I have to say it was hard going to the funeral home because of my own father’s passing & because I had loved this man. I shed some tears. I truly didn’t want to be teary-eyed & sniffling in front of all the people there, but you know what? It’s all right to let it out. I was leaking out tears for something that mattered – a loved one that will not be with us again this side of heaven & for a tear stained faced wife left behind who is hurting. After I got home this verse came to mind {thank You, Jesus} “…Weep with those who weep.” –Romans 12:15. Lessons learned: time is precious & it’s okay {& biblical} to show honest emotions. Not exactly what I would have planned for my birthday, but it’s definitely put things into perspective.

Love,
-Bess-

Monday, November 4, 2013

Song Love {November}


"Holding On" by Jamie Grace - Sometimes all you can do is hold on to what you know... Jesus is with you.

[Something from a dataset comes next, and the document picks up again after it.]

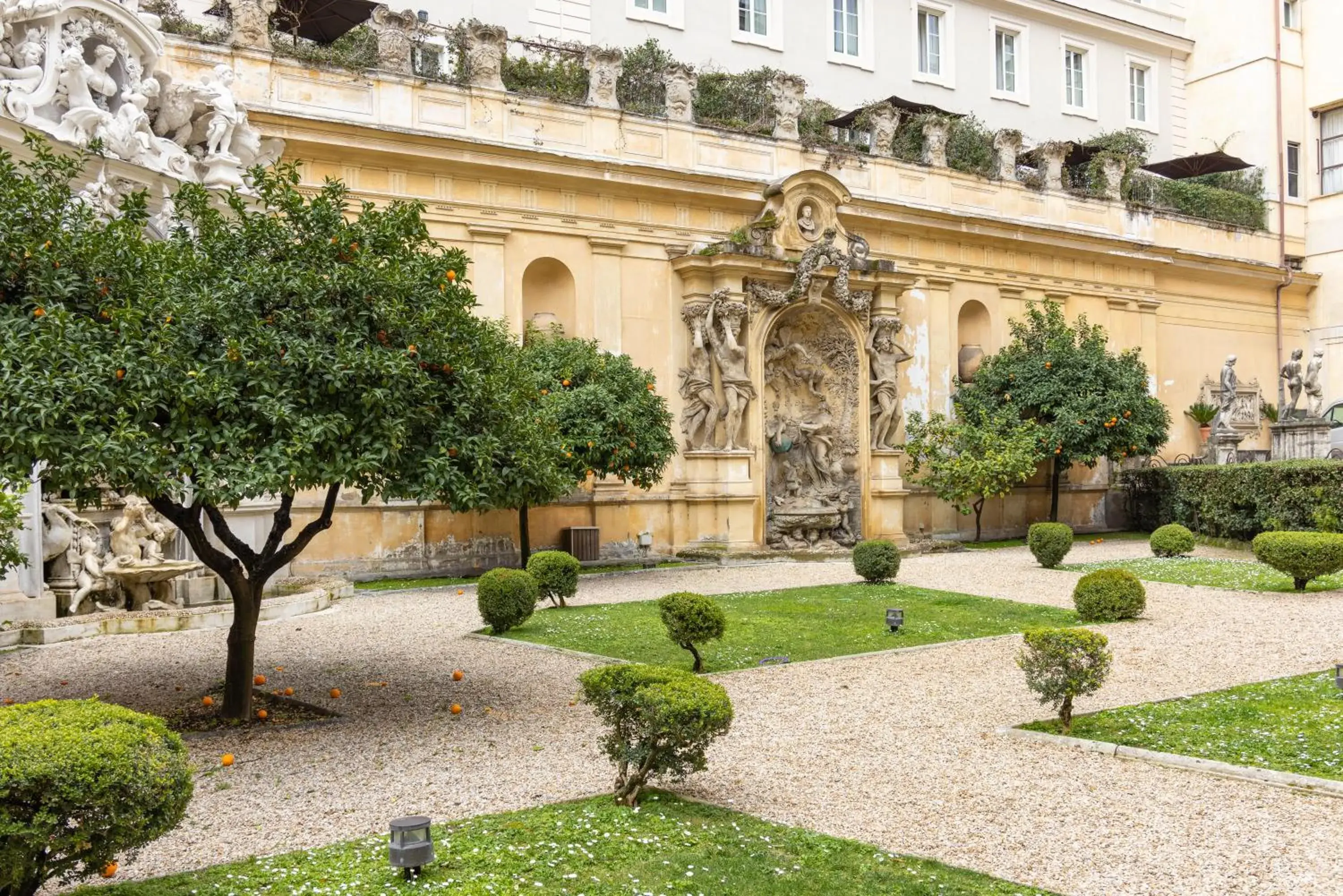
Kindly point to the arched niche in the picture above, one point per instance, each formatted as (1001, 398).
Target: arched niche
(974, 331)
(548, 294)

"Let Me Rediscover You" by Downhere - Stirring words that make me want to dive into the deep.


"What Are You Afraid Of?" by Kerrie Roberts - Yep, I struggle with fear - so I love what these lyrics have to say.


Musical Love,
-Bess-

Saturday, November 2, 2013

Nov. 1st Rambles {Posted on the 2nd} {Sheesh!}

November Rambles

November has snuck upon me once again.  On the 5th I'm gonna be older than the hills - at least that's how it feels {no offense to any that are currently that age or older}... it's just how it feels to me, & I'm rambling now, aren't I?  Sorry, friends, it must be that old age thing coming on.  But in all sincerity {I think I just unintentionally quoted a bit of a Jamie Grace song - no copyright infringement intended} - Where was I?  Oh yes, in all sincerity, my age isn't all that old at all - & I can't help but wonder if it would feel quite as old if I was married & burping babies right now.  When society {i.e.: people/TV/church folk/the world/random strangers/family/music/etc.} deem it the "thing" to do... & I start to believe it & thus feel abnormal/left behind {minus Kirk Cameron}/etc... that the normal progression of events is to be married soon after college {if not during} & starting a family soon after...  Where was I, again?  

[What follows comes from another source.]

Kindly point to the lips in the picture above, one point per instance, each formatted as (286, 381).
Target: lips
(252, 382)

Anyhow, I think my light bulb moment paralleled the instance where I asked myself {cause I talk to myself quite a lot, in general}, "Who cares what this world thinks?  Isn't God in charge & taking care of all that?"  The answers can be freeing... especially to the latter pondering.  But, yet, people will try to yank my chain & obliterate {don't think I've ever used that word on here before} my light.  I just gotta remember to guard that switch & when it's compromised {cause, hey, it's pretty much a certainty that it will (multiple times, I might add (sadly))}to reach up in the darkness, feel for the cord, & turn it back on.  I know I've rambled & fallen through some rabbit holes like Alice, but whatever you're going through that's just plain ugly tough, remember to ask yourself (like I did), "Isn't God in charge & taking care of that?"  The answer is yes, even in the dark, sister.